Ich würde soweit gehen, es jene Lovecraft-Geschichte zu nennen, in welcher der Leser die innigste und intimste Verbundenheit zu den handelnden Personen und ihrem Niedergang aufbauen kann und deswegen nicht nur beobachtet, sondern tatsächlich mitleidet – im wahrsten Sinne des Wortes.
Es sind keine prätentiösen Sonderlinge oder hypersensiblen Gelehrten, die hier mit einem eventuell sogar selbst heraufbeschworenem Schrecken konfrontiert werden (und darüber dann auch gerne mal den Verstand verlieren).
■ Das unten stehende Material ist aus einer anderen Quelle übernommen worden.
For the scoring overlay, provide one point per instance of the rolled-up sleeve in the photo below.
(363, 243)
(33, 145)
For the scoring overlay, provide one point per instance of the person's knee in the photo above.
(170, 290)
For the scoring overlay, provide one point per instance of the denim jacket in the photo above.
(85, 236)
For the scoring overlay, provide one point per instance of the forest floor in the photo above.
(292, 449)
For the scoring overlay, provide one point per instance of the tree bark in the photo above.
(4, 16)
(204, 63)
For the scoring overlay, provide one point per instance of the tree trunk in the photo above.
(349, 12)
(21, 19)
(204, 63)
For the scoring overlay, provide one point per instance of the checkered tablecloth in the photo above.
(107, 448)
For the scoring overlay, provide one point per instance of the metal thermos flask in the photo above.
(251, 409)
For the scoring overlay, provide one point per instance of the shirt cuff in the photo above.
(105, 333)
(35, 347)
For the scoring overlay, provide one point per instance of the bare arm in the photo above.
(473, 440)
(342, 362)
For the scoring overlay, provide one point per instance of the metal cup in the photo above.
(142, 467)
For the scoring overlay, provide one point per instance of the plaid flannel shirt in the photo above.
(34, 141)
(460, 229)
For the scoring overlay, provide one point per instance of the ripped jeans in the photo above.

Es sind einfache Menschen, Bauern, Landvolk, Männer, Frauen und Kinder, die bar jeden tieferen Verständnisses, rein zufällig in den kosmischen Abgrund stolpern und statt in Wahnsinn in eine hoffnungslose Apathie und dumpfe Schicksalsergebenheit verfallen.
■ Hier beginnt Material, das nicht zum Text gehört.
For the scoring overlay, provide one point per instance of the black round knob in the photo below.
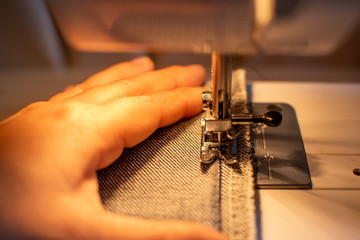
(272, 118)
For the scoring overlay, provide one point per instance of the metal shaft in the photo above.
(221, 70)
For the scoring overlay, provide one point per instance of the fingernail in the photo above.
(141, 60)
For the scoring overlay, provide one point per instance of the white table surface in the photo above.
(329, 119)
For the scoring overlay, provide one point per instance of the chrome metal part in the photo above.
(220, 124)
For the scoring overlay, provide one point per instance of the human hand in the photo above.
(50, 151)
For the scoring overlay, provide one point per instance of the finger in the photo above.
(115, 73)
(128, 121)
(156, 81)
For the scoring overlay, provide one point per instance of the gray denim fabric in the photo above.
(162, 178)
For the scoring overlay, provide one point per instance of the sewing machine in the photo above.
(285, 28)
(217, 28)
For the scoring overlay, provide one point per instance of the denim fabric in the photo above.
(162, 178)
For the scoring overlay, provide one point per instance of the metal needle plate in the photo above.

Daher empfinde ich auch die Verfilmung von Huan Vu als sehr gelungen, da sie sich mehr auf den Aufbau eben dieser Atmosphäre konzentriert und das Werk nicht in überbordenden Effekten erstickt.
Aber der Film, welcher die Grundstimmung und die Gravitation von ‘Die Farbe aus dem All’ am Besten reflektiert, ohne überhaupt etwas mit der Geschichte zu tun zu haben, ist meiner Meinung nach der britische Zeichentrickfilm ‘Wenn der Wind weht’ von 1986, worin ein naives aber liebenswertes Rentnerehepaar auf dem Lande einen atomaren Erstschlag überlebt und dann zusehen muss, wie seine kleine Welt von den Folgen der Strahlung zerfressen wird. Und in Agonie muss man mit ansehen, wie die alten Leutchen versuchen, ihren gewohnten Alltag mit seinen kleinen Ritualen aufrecht zu erhalten, sich einredend, das bald schon alles wieder besser werden würde, während es sie gnadenlos dahinrafft. Ist der Horror in dieser Vision auch menschengemacht, so sind der psychische Effekt und die beschriebenen Auswirkungen doch nahezu dieselben und es würde mich nicht wundern, wenn Autor Raymond Briggs Lovecrafts Geschichte mindestens kannte, als er sein Werk verfasste.
Die neue Verfilmung mit Cage sehe ich zwiegespalten. Ich mag sie, aber eher als popkulturelles Kuriosum, denn als Lovecraft-Adaption.
Von der Umsetzung und der Optik her ist der Film mehr Carpenters ‘The Thing’ ähnlich, als der namensgebenden Geschichte und balanciert die ganze Zeit auf einer unterliegenden Metaebene aus den, auch von Euch zum Teil schon genannten Zitaten und Verweisen. Am Besten gefiel mir hier noch die Verwendung von Simons ‘Necronomicon’, wie man es auch auf Amadingens bestellen kann, als paradoxe Selbstreferenz. Dennoch bremsen solche Insider, bei allem Charme, die eigentliche Stimmung eher aus, wie ich finde und machen das eigentliche Grauen zunichte.
Ich glaube, am meisten an dem Film freut mich, dass Richard Stanley wieder als Regiesseur zurückgekehrt ist, der mit unterbewerteten Independent Perlen wie ‘M.A.R.K. 13 – Hardware’ und ‘Dust Devil’ bei mir ein eigenes Kämmerlein im Cineastenherz inne hat.
Eine Adaption durch Titanias Gruselkabinett gibt es übrigens auch, ich möchte sie aber nur bedingt empfehlen, da man hier, wie auch in der Interpretation von Robert E. Howards ‘Der schwarze Stein’, völlig unangebracht wieder Cthulhu mindestens namentlich hineinprügelt hat. Schade eigentlich, aber heutzutage wird Lovecraft bekanntermaßen im Mainstream ja nur noch auf Tentakelmonster reduziert.